Re: hit frequencies (was Re: [Rule Set proposal] French Rules

2008-06-23 Thread John GALLET
Thanks for taking this burden upon yourself. One other thing you should be 
prepared to do, if you're willing to devote long-term responsibility to these 
rules, is to provide sa-update-compatible feeds of your dynamic rules. This 
is another thing that Justin can probably help you with.


I am happy with trying to do so, but I am honestly not worried about the 
feed part, all it bores down to is putting the right file at the right 
place (be it push or pull, ftp or rsync, whatever).


What I am more worried about is testing regularly the rules, and, even 
before that, checking that they are valid.
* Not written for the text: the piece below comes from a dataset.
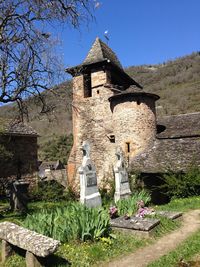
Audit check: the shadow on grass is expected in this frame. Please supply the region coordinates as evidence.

They are "good" on my system 
with my users, but then they were custom-tailored to be so.


JG



Re: hit frequencies (was Re: [Rule Set proposal] French Rules

2008-06-23 Thread John GALLET

Re,

Looking at the rules, I'm worried about false positives on genuine opt-in 
advertising. I have a number of users who choose to receive all kinds of 
advertising blurb,


This is one of the reasons why I did not hunt for "click here" and "if you 
can't see this email in html". Now correct me if I am wrong (ouch, no, not 
on the head), but isn't this what whitelist_from is for ? I never was able 
to let the Intel newsletter through (it is in English), it would always be 
caught by SA. Same went for Microsoft Support genuine answers (ok, don't 
laugh).


so I'll run your rules with very low scores for a while to see what gets 
hit.


You can have a little more information, and exactly this suggestion, by 
reading http://www.saphirtech.fr/spamassassin.html


JG



hit frequencies (was Re: [Rule Set proposal] French Rules

2008-06-23 Thread John GALLET

Hi,

First of all, thanks to Justin for patiently helping me to install 
mass-check and pointing me in the right direction. I will try to run the 
algorithms tonight to see what they come up with.


In the meantime, you can find a hit-frequencies report at:
http://www.saphirtech.fr/spam/freqs_2008_06_23.txt

All rules are prefixed with FR_ and are available in the same directory.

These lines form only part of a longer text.